But, to do as you ought to have done rather than type and copy and paste this
story in the comments, I googled: global temperature data for last 100 years.
The first response is from NOAA which has reasonably accurate temp data since
1880. [https://www.ncdc.noaa.gov/cag/global/time-
series/globe/land_...](https://www.ncdc.noaa.gov/cag/global/time-
series/globe/land_ocean/all/10/1900-2019)

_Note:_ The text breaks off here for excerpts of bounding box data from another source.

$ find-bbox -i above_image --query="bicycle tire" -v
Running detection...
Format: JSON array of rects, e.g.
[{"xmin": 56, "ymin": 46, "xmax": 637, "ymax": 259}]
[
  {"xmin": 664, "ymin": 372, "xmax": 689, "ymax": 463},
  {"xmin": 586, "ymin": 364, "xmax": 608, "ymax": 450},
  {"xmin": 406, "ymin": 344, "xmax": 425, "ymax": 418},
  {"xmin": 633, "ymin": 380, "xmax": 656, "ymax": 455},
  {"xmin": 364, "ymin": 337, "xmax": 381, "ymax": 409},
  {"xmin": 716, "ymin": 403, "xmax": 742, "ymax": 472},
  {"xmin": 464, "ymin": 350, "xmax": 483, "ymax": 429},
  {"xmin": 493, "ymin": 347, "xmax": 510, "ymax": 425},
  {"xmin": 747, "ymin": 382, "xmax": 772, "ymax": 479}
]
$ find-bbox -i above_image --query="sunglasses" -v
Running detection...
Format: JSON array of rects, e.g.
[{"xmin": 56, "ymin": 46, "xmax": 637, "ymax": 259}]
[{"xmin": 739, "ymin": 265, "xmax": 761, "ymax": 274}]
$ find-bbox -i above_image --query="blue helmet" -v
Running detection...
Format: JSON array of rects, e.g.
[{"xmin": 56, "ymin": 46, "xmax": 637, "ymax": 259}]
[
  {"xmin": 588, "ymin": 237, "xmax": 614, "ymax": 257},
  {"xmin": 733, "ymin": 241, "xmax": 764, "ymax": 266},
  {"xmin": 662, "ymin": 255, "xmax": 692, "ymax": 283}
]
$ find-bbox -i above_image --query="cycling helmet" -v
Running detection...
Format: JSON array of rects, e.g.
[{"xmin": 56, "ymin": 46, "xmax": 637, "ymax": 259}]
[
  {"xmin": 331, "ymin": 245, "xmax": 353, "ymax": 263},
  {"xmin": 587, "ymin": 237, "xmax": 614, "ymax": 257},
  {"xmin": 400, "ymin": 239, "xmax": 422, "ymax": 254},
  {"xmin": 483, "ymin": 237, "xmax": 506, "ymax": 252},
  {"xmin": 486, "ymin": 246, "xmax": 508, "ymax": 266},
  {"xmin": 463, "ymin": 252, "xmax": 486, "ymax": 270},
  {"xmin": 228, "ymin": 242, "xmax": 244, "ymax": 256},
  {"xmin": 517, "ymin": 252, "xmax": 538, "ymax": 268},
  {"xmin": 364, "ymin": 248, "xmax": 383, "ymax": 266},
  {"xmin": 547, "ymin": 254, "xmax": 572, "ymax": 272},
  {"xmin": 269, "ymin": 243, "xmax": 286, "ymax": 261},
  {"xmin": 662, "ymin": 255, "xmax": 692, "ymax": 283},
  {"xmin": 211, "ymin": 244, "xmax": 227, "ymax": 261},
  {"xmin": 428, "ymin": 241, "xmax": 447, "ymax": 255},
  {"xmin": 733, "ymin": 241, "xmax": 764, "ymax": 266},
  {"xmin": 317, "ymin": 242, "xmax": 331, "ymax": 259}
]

October 2019 data is not yet added, but it does already indicate that
September 2019 was the hottest on record, and that the top of a sorted list of
hottest months ever recorded features very few months not in the 21st century.
It's interesting. Poke around.

Also, friend, .69 degrees C more in the global temperature average is not, not
at all, a narrow margin. Variations exist in these global averages for sure,
and they are often naturally occurring and they can be bigger than that but
.69 is not small. Check it out.

------
woodandsteel
Standard conservative responses:

\--The globe is not getting warmer

\--We don't know if the globe is getting warmer or not

\--We do know the globe is getting warmer, but we don't know why

\--We do know the globe is getting warmer, but it has a different cause than
human activities

\--We do know the globe is getting warmer, and it is in part due to human
activities, but any action to counter this would be more harmful than letting
it get warmer.

\--We do know the globe is getting warmer and action needs to be taken, but it
should all be voluntary actions by private enterprises, and no new
governmental regulations.

And let us not forget: increased atmospheric co2 is beneficial because it
increases agricultural production.

Have I missed any?

------
dagdesheren
Still freezing my balls off here at 20c